サイズは5mmほどだろうか。ピンセットの先端に収まるほどの花を3つ作った。
これからいくつものタッチを重ねながら、ひとつのリングへと形づくっていくのだけれど、
それはどこか、本当に植物が育っていく時間に似ているような気もする。
今日も一つずつ。ゆっくりと。
おふたりにとって、大切な始まりの日に向けて、エンゲージリングをつくっている。
ゴールドとダイヤモンドで紡ぐ菜の花と、
プラチナとピンクサファイアが寄り添う、桜の印象。
この夏を越えて、秋が訪れ、やがて冬の深まりが和らぐころ。
少し先の未来を思うと、わたし自身も希望の中を歩んでいるような、どこか特別な気持ちに包まれる。

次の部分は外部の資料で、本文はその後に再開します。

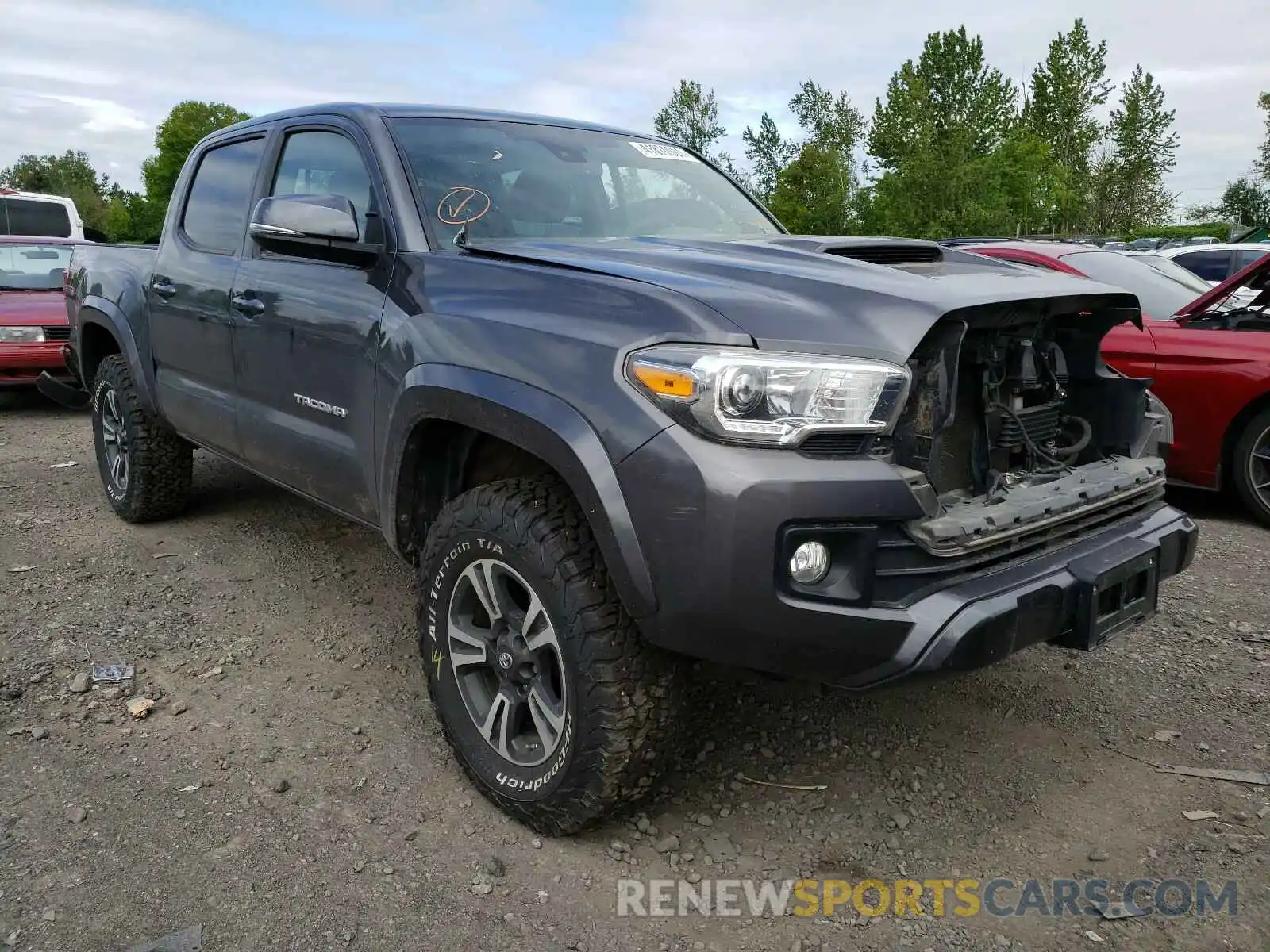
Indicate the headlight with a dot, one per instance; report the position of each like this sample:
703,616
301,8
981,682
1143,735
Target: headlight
768,399
22,336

デザイン作りでは、メールを通じて、彼と幾度も言葉やスケッチを送り合ってきた。
これまでともに育んできたイメージが、今、手の中で少しずつ形になりつつある。
そのような時間を分かち合えることが、何よりも嬉しい。
イエローゴールドの小さな花は、粗さの異なるいくつかの紙やすりを使い、表面を丁寧に磨き上げておいた。
3つの花を組み合わせ、バランスが心地よく整うまで、角度を何度も調整した。
いよいよこれから、本格的な造形作業が始まる。

指のかたちに花がやさしく沿うように、それぞれの花に角度をつけ、つなぎ合わせていかなくてはならない。

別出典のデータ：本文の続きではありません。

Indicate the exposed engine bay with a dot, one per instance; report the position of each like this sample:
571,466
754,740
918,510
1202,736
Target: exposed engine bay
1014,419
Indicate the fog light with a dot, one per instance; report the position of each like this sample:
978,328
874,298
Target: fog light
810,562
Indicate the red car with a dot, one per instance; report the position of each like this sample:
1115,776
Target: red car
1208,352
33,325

小さな朴炭のかけらを丸く削り、それをロウ付け作業の土台にした。
花びらの端と端を接しておき、ガスバーナーの炎に包み、その一点に融点の低いゴールドを流し込んでいく。
ゴールドが溶けてしまわないように、朴炭に炎を当てながら、全体の温度を徐々に上げていった。
バーナーのシューという音が、アトリエに響く。
そして、イエローゴールドの花がオレンジ色に染まり、それを合図にするように、3つの花がひとつにつながった。

序盤の要となる工程だったが、うまくできたように思う。
ここで一旦、ルーペとピンセットを置き、近くの海が見える丘まで車を走らせた。
深く集中しすぎたこともあり、少し緊張を和らげたかった。
夕暮れ時の海は、空との境界がわからないくらい、霞がかったブルーに包まれていた。

背後の山々もまた、淡いブルーの霞に包まれている。
静かに遠くを眺めていると、細かい作業で疲れていた目が、少しずつ癒されていくのがわかる。
それにしても暑い。もう6時近いというのに。
けれども、まだまだこの夏が続いてほしいような、
早くも名残惜しい気持ちで、
青く染まる山々を見上げながら、
この先の作業工程について、イメージを描いていた。